2. Southasia's Biodiversity
As pointed out earlier, Southasia is extraordinarily rich in biodiversity. But this does not mean that we need to work together only to preserve the region's wildlife or its forest reserves. We need to appreciate that this rich biodiversity is as integral to our region's productivity and economic wellbeing as are the monsoons. It supports the regenerative capacity of the region's natural resources, and help to maintain the delicate ecological balance without which much of the region could turn into an arid wasteland. This rich biodiversity also constitutes an invaluable gene bank, which lies at the very heart of ecological sustainability.

It is against this background that Southasian countries need to overcome political barriers, and together formulate a regionwide plan to preserve the rich Subcontinental biodiversity. This may require setting up forest corridors and protected crossborder biodiversity zones, thereby protecting endemic species of flora and fauna. It is also necessary to undertake a regionwide inventory of biodiversity resources and create a SAARC gene bank. The wealth represented by the thousands of species of medicinal plants and herbs is presently being looted because of lack of information and shared knowledge. Not only do we need to seek collaboration to prevent this loot, equally we must work to ensure that the rich flora of Southasia is not disturbed by the alteration in climate.

3. The Mountains and Oceans
The extraordinary geographical diversity of Southasia is, of course, a marvel. The region contains some of the world's highest mountains. We are also surrounded by the vast expanse of deep oceans. The livelihood of hundreds of millions is dependent upon the health of the glaciers that descend from the mountain peaks along the Himalayan rimland. The great river systems of the northern plains draw their sustenance from the glaciers, often described as the world's 'third pole'. The glaciers and standing ice of the Himalaya literally constitute the water reservoir for much of Southasia, and today they are in stubborn retreat. It is hard to imagine what would happen if the melting of the perennial snows and the degradation of the fragile ecology of this great mountain chain were to continue unchecked. The very survival of millions of our citizens would be at stake.

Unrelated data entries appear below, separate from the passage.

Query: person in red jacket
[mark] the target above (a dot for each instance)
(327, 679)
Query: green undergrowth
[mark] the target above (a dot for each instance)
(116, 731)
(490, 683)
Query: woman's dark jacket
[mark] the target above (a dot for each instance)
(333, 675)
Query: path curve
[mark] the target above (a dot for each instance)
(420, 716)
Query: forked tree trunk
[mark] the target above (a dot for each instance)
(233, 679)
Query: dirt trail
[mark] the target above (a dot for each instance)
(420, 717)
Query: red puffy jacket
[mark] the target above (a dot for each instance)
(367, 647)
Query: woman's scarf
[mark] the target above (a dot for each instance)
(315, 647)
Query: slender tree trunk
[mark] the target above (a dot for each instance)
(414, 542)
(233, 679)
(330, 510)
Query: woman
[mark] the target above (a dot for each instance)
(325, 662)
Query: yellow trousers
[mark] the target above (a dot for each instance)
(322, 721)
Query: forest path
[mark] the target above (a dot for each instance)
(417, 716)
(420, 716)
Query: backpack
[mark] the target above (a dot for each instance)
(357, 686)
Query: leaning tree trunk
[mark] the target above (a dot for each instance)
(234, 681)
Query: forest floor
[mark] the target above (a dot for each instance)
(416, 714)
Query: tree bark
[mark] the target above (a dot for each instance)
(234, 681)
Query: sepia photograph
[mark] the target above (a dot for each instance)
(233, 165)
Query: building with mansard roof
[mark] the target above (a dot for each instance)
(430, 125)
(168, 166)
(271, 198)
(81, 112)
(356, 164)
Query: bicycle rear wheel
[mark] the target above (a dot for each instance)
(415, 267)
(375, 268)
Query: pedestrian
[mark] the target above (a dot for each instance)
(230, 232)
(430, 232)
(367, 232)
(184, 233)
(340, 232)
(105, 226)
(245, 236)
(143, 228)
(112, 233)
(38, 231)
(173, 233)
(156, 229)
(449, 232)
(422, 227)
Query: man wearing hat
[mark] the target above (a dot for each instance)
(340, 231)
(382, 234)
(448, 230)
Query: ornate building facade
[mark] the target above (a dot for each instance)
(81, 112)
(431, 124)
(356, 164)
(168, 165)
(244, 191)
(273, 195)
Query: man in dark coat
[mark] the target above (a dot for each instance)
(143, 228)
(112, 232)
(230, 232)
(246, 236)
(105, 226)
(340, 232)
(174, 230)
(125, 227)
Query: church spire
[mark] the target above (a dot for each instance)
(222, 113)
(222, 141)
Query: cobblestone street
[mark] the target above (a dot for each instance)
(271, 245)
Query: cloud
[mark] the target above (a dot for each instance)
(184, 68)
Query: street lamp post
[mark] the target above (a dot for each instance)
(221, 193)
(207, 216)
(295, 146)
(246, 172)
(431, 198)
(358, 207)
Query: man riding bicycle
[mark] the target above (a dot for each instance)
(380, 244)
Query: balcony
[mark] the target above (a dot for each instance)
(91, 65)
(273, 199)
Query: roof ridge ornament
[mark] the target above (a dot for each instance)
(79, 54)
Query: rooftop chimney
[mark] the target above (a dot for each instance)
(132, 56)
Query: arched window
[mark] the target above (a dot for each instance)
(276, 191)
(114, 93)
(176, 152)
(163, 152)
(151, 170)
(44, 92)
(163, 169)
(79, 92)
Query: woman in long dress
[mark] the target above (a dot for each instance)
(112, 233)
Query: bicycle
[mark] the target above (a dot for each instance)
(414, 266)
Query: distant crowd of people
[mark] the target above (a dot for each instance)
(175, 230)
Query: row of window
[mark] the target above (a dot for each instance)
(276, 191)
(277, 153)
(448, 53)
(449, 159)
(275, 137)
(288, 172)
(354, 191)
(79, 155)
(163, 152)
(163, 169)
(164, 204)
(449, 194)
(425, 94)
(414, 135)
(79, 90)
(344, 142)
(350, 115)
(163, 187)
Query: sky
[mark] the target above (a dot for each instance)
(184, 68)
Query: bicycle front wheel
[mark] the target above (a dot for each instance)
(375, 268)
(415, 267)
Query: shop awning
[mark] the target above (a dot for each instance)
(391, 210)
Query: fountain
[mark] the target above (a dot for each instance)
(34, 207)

One wonders whether the enormity of this challenge is fully understood in our individual capitals. We need to develop a better understanding of the behaviour of the glaciers. We need to discuss whether there are ways in which the continuing retreat could be arrested. Meanwhile, we must work to adapt to changes that may be inevitable. It is perhaps time to start looking at the whole issue of 'water security' from a truly regional perspective.

The oceans that embrace the Subcontinent, and the associated islands and island chains, play a critical role in sustaining island, coastal and inland communities. They impact on weather patterns, which influence life, in all its variety, throughout our region. It is now accepted that climate change threatens all our communities – across countries – that draw their sustenance from the oceans. However, we still do not fully understand how the transforming climate will impact ocean currents and sea levels, as well as the rich marine flora and fauna that populate the seas around us. It is time that we brought our national intellectual resources together to enhance our understanding of Southasia's shared ocean space, and the impact of climate change on our coastal and island communities.

This, then, constitutes the minimum agenda for SAARC if we wish to address the challenge of climate change proactively and collaboratively. It is heartening to note that the forthcoming SAARC Summit, next year in Thimphu, will have climate change as its theme. This will provide an opportunity to our leaders to transform SAARC, for the first time, into a forum of action, instead of a platform limited to consultations. For the sake of our collective future, we need to shed the hesitations of the past, and take bold and visionary steps. This is the compelling requirement of our time.

~ Shyam Saran is former foreign secretary of India, and presently Prime Minister Manmohan Singh's special envoy for climate change.